From the nature of neural networks follows their most famous, unpleasant, and often ridiculed property of hallucinating. In response to our queries, LLM provides the most probable, “best” sequence of words — it cannot not provide it — but there are no guarantees of the adequacy of this sequence to what actually exists. If the text array used in training does not allow considering the answer irrelevant, then the neural network has no other ways of such evaluation: it simply has no sensory organs, no “life experience,” “pork wings” mean nothing to it, it has not seen a pig, does not know what it is, and does not even realize the reality in which pigs exist. LLM operates with words, and this phrase turns out to be the most relevant of all possible, that’s all. We will talk about how to deal with this later, but for now, we have to accept the inevitability of hallucinations as such.
For this same reason, neural networks themselves do not know how to count, or more precisely, to calculate. There are quite a few texts that say twice two is four, so to the question “what is twice two” the answer “four” is the most likely. But there are negligibly few texts that would say what the square root of six hundred eighty-five multiplied by one and a half is, and therefore the chances of getting the correct result are also low.

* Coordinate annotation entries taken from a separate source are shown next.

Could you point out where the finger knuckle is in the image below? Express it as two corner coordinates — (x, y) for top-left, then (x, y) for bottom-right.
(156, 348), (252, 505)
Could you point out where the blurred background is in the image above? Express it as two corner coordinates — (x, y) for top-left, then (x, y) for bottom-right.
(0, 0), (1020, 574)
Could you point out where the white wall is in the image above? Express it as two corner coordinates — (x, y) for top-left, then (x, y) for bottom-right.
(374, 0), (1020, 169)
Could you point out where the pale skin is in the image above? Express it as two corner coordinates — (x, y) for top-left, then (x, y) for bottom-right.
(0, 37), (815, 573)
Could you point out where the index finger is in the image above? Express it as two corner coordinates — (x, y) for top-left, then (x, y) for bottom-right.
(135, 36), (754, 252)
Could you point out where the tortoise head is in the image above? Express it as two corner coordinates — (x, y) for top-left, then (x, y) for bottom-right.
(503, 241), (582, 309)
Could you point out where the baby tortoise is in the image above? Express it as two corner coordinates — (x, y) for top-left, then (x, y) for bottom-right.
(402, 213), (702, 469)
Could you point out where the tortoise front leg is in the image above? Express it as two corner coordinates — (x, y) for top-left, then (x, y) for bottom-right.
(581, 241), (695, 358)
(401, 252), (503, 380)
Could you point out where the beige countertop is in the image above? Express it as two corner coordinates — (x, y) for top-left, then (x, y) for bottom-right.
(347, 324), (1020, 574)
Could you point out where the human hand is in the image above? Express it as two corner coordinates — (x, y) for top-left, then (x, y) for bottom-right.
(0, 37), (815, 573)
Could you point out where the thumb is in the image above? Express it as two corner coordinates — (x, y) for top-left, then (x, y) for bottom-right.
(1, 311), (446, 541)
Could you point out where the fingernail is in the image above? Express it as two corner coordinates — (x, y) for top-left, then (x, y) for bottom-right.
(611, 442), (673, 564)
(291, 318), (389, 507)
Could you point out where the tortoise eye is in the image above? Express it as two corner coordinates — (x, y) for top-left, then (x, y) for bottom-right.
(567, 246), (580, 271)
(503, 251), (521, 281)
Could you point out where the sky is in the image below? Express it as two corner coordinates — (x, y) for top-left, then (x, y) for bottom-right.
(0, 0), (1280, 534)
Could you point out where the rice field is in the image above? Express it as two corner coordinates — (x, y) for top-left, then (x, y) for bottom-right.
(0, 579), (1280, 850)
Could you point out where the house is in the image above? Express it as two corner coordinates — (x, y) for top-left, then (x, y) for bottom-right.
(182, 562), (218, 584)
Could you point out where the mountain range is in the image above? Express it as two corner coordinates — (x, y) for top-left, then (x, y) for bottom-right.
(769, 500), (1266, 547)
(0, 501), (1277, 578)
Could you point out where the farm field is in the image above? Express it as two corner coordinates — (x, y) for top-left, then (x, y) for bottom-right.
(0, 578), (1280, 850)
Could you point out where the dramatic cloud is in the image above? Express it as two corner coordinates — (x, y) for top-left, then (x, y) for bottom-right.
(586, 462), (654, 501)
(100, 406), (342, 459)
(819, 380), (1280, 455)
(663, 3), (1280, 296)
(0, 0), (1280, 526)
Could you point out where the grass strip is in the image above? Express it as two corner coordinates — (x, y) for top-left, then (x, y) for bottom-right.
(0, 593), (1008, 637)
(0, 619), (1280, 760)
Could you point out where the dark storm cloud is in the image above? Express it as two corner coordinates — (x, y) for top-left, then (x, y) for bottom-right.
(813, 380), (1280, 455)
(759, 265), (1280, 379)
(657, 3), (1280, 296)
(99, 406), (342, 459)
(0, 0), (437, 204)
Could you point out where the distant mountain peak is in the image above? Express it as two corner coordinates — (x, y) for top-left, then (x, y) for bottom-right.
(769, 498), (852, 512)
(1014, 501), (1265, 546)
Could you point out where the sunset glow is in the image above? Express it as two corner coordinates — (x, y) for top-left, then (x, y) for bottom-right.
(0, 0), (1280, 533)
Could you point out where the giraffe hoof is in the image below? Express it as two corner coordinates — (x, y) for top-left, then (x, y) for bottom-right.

There are methods to teach — no, not neural networks, but tools based on them — to count, but initially by their nature, LLMs do not know how to calculate.
It is not a universal knowledge base either, although this is exactly how it is very often attempted to be applied, sometimes successfully, sometimes not. If it concerns some commonly used facts, then with a high probability the connections between the words describing them will be sufficiently “strong” and the answer will be semantically correct. But it is quite possible that there were some similar, “distracting” fragments in the training texts that will pull along inappropriate, inadequate, irrelevant word sequences, and the meaning of the result will be distorted. That’s how I once tormented ChatGPT with questions about Cardinal Richelieu’s brothers.
Using linguistic models to manage knowledge bases and search through them is not only quite possible but also necessary, however, the neural network itself is not such a base. And expecting universal erudition from it is very reckless.